Tanz Der Vampire (1969) by The Vampires of Dartmoore | Dracula (1983) by Dilemma | Vampires At Large (2012) by John Zorn

Science Fiction Monthly

sfm01.jpg

Art by Chris Foss.

Recent uploads at the Internet Archive include an incomplete run of British magazine Science Fiction Monthly, a large-format collection of SF art and original fiction that ran for 28 issues from 1974 to 1976. Science Fiction Monthly was significant for my generation since it was the only regular British SF magazine available in the mid-70s. (Michael Moorcock and co. were still producing issues of New Worlds but the only ones I saw were the quarterly paperbacks). Science Fiction Monthly was published by New English Library which made it seem at first glance like a promotional tool for the publisher, even more so when most of the cover art and almost all the ads were for NEL titles. The early issues lean heavily on NEL content but later issues had a broader reach and contained all the features you’d expect from an SF magazine of the period: news columns, film reviews, interviews, a bad comic strip, and so on. The thing I liked most at the time was the reproduction of book cover art at a large size, with full-colour paintings filling the broadsheet pages or spreads, all printed with the intention of being removed and fixed to bedroom walls.
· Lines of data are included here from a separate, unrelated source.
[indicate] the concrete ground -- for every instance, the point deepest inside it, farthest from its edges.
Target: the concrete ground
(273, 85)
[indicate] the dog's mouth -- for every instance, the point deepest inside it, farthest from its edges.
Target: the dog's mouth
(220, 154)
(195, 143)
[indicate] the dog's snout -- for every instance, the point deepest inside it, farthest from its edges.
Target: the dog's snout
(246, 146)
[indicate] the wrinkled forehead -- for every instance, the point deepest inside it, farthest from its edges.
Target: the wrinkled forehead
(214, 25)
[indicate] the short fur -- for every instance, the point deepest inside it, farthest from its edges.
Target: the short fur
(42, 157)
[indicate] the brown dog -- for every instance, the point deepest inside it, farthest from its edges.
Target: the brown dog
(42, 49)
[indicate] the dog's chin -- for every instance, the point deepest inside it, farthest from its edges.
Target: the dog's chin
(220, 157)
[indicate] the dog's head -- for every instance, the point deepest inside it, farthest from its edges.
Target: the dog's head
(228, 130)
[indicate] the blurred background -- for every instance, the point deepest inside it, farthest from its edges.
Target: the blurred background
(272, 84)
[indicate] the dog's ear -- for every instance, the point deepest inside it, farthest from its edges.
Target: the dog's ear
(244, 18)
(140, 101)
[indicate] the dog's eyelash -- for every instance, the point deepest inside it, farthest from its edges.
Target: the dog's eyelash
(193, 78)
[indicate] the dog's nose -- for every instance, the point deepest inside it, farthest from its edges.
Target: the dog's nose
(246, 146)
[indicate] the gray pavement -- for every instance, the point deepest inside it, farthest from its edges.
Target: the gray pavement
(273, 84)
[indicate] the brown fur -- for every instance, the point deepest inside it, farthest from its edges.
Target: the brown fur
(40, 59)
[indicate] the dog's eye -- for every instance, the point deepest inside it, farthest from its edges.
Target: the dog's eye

The early issues were also unique in giving regular attention to the artists, running interviews and even showing photographs of the people responsible for all of that familiar paperback art. I didn’t see all of the early issues but the interviews were later collected in book form by NEL in Visions of the Future (Janet Sacks ed., 1976), a volume that made a considerable impression since it showed me that SF and fantasy illustration was a viable career rather than the product of remote and mysterious talents.

sfm02.jpg

Artist Bruce Pennington (see this post).

A few page samples follow. It’s a shame the collection at the Internet Archive is incomplete since the magazine’s contents were interesting to the end. The only copy I own today is the one for October 1975 (not currently available online) which is almost a JG Ballard special, with a feature on the writer, an interview about his new novel, High-Rise, and an original piece of fiction.

sfm03.jpg

Art by Bruce Pennington.

sfm04.jpg

Art by David Pelham.

Continue reading “Science Fiction Monthly”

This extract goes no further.